L’histoire des jeux vidéo est tout autant une histoire de remake et de remasterisation : des codeurs de chambre à coucher qui démontent les pièces et les remettent en place, des développeurs qui recréent des jeux d’arcade pour les consoles de salon, ou qui utilisent des technologies plus performantes et des budgets plus importants pour évoluer avec leur temps. Les remasters de titres bien-aimés – et d’autres moins – se sont succédé au fil des décennies, faisant souvent partie intégrante du paysage des jeux vidéo, au même titre que les nouveaux titres.

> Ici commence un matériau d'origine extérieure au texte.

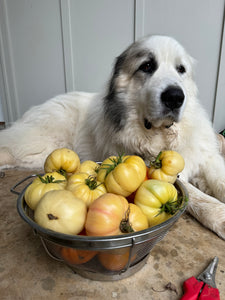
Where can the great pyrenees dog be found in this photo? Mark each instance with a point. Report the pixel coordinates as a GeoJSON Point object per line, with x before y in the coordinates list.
{"type": "Point", "coordinates": [150, 104]}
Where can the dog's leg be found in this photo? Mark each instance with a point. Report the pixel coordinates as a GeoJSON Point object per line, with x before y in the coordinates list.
{"type": "Point", "coordinates": [221, 140]}
{"type": "Point", "coordinates": [207, 210]}
{"type": "Point", "coordinates": [214, 172]}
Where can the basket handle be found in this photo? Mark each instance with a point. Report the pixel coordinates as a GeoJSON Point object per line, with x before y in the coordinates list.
{"type": "Point", "coordinates": [48, 252]}
{"type": "Point", "coordinates": [13, 189]}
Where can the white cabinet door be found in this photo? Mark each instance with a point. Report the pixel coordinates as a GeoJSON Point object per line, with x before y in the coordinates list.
{"type": "Point", "coordinates": [198, 26]}
{"type": "Point", "coordinates": [96, 32]}
{"type": "Point", "coordinates": [31, 53]}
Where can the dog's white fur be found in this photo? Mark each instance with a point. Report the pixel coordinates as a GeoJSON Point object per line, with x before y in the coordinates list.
{"type": "Point", "coordinates": [97, 126]}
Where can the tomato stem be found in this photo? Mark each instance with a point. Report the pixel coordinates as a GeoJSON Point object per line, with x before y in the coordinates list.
{"type": "Point", "coordinates": [62, 172]}
{"type": "Point", "coordinates": [125, 226]}
{"type": "Point", "coordinates": [91, 182]}
{"type": "Point", "coordinates": [49, 179]}
{"type": "Point", "coordinates": [157, 163]}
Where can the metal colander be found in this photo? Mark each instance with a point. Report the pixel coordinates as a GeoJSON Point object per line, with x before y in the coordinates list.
{"type": "Point", "coordinates": [100, 258]}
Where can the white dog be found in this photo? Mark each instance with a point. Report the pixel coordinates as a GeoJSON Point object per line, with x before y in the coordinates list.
{"type": "Point", "coordinates": [150, 104]}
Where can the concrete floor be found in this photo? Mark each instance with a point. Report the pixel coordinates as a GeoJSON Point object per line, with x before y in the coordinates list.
{"type": "Point", "coordinates": [27, 272]}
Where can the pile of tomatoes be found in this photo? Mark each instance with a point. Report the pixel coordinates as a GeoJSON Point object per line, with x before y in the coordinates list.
{"type": "Point", "coordinates": [121, 195]}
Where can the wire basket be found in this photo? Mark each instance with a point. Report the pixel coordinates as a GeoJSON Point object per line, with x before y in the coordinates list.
{"type": "Point", "coordinates": [101, 258]}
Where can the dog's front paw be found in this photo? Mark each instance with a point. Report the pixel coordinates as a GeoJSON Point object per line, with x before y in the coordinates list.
{"type": "Point", "coordinates": [219, 189]}
{"type": "Point", "coordinates": [211, 214]}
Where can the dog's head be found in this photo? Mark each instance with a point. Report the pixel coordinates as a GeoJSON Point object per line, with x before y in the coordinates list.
{"type": "Point", "coordinates": [151, 79]}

Mais ces dernières années, les remakes de jeux AAA sont devenus une institution à part entière. L’année 2023 semble marquer un tournant avec les remakes de Dead Space, Metroid Prime, Resident Evil 4 et Super Mario RPG, pour n’en citer que quelques-uns. Avec des titres comme ceux-là qui représentent un quart ou plus de certaines listes de fin d’année, on peut se demander ce qui se passe.
Retour vers le futur
(Image credit : Konami)AUTOPRESERVATION
(Crédit photo : Capcom)
Un remake bien fait peut être la meilleure introduction à une série emblématique
Refaire un vieux jeu favori, c’est s’adresser à un public prêt à l’accueillir. Le sens des affaires peut dicter que, si les licences le permettent, il est nécessaire d’assurer une diffusion aussi large que possible. L’une des principales motivations des remakes est donc d’élargir ou de développer l’exclusivité d’un titre la première fois. System Shock, le cyberpunk cérébral et précurseur spirituel de Bioshock, était un classique culte sur MS-DOS et Mac en 1994 et, après une saga de développement mouvementée, le remake a bénéficié d’un lancement multiplateforme au début de cette année.

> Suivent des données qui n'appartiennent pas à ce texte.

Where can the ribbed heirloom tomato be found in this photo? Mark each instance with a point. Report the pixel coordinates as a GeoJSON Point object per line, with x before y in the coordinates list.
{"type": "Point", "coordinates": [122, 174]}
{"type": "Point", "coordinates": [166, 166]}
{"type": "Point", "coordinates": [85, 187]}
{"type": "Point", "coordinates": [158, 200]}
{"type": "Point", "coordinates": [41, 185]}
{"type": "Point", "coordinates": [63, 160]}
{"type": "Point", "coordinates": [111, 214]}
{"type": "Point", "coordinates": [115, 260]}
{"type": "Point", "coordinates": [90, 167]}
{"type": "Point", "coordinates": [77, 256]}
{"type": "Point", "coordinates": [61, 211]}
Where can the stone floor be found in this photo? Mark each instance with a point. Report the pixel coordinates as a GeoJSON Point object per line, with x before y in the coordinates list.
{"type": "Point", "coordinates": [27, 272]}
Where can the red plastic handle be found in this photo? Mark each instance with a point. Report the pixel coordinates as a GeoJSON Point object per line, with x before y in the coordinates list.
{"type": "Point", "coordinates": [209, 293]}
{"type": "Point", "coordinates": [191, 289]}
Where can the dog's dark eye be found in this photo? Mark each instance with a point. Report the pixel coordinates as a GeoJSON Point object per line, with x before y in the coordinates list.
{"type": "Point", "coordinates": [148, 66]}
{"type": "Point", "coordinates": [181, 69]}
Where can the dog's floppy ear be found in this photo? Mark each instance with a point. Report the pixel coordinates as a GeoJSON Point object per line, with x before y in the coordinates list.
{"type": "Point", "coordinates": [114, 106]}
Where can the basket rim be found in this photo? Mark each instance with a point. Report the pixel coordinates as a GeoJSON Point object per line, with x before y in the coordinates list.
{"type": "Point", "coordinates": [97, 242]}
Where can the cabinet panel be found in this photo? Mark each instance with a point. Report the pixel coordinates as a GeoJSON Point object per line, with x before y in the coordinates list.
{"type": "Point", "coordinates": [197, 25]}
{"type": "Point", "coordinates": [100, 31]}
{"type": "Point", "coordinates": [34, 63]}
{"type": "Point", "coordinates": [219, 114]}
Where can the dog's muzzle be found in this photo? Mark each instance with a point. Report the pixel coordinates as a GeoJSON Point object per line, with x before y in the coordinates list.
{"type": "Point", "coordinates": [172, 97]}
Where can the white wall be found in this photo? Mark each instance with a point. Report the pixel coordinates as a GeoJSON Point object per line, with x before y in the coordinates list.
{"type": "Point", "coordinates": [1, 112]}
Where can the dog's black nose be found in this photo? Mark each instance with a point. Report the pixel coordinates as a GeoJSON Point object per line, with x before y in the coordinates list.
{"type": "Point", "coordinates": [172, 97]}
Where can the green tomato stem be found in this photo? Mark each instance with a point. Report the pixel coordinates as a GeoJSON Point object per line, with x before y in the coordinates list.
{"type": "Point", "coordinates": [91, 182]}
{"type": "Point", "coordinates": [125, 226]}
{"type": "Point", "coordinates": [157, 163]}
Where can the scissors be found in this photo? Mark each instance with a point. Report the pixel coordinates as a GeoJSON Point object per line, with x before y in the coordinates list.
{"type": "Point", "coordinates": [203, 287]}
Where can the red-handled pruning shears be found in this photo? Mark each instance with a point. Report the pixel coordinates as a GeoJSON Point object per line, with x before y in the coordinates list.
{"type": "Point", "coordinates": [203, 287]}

Il est intéressant de constater que la majorité des remakes sortis cette année sont des jeux d’horreur. L’exploration inquiétante et la gestion tendue des ressources sont devenues un moyen d’échapper au climat politique et économique actuel, voire d’y répondre. Coïncidence cosmique ou signe des temps, le train des remakes d’horreur va continuer à rouler pendant une bonne partie de l’année, les remakes retardés de Silent Hill 2 et Alone in the Dark étant désormais prévus pour 2024.
Mais, contrairement à System Shock, l’expansion de la disponibilité des OG ne se passe pas toujours bien. Parmi les jeux les plus décevants sortis cette année figure la version PC de The Last of Us Part 1, un portage de l’édition 2022. Dans la récente vague de remakes, TLOU est un exemple de synergie médiatique. Le titre 2022 – et le remake à venir de la deuxième partie – s’alignent sur l’adaptation télévisée de HBO, qui a connu un énorme succès, et visent à attirer davantage de joueurs, voire à convaincre ceux qui n’ont jamais pris une manette en main auparavant.

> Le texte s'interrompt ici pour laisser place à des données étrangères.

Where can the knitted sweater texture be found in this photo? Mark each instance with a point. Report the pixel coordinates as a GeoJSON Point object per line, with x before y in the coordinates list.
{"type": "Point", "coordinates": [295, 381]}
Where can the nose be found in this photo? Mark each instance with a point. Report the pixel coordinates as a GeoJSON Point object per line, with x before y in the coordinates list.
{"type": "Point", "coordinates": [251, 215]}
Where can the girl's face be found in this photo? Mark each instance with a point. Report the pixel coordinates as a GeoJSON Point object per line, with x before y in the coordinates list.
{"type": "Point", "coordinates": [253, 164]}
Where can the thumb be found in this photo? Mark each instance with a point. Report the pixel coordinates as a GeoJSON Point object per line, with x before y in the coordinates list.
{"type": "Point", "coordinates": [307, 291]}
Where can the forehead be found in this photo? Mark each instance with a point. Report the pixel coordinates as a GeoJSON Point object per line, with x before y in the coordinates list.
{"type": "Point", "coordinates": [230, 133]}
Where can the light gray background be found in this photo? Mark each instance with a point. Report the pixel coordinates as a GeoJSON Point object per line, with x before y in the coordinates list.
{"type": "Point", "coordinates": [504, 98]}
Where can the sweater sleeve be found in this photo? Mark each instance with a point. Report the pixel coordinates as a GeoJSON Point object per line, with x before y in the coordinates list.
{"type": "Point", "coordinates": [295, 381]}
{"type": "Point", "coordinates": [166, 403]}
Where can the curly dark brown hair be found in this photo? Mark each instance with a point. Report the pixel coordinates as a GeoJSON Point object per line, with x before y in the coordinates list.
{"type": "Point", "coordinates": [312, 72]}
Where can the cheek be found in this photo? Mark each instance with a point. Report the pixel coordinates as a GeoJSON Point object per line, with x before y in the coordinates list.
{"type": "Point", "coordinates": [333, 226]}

Il s’agit d’une décision commerciale judicieuse, qui permet à Naughty Dog de continuer à consolider son empire multimédia. Cependant, dans le cas du premier TLOU, on se rapproche du syndrome Skyrim, dans lequel un jeu est remanié et publié de toutes les manières possibles et imaginables. En tant qu’IP, TLOU a eu plus de remakes et de remasters que de titres originaux à ce stade. Réintroduire son magnum opus pour le plaisir d’un marché n’est pas une condition préalable. Cela permet également de réduire l’écart entre la version originale et le remake, qui s’amenuise d’année en année à mesure que le commerce de la nostalgie s’étiole.
(Crédit photo : Capcom)
« D’aucuns ont également affirmé – de manière convaincante – que la vague de remakes indiquait l’orientation future de la conception des jeux.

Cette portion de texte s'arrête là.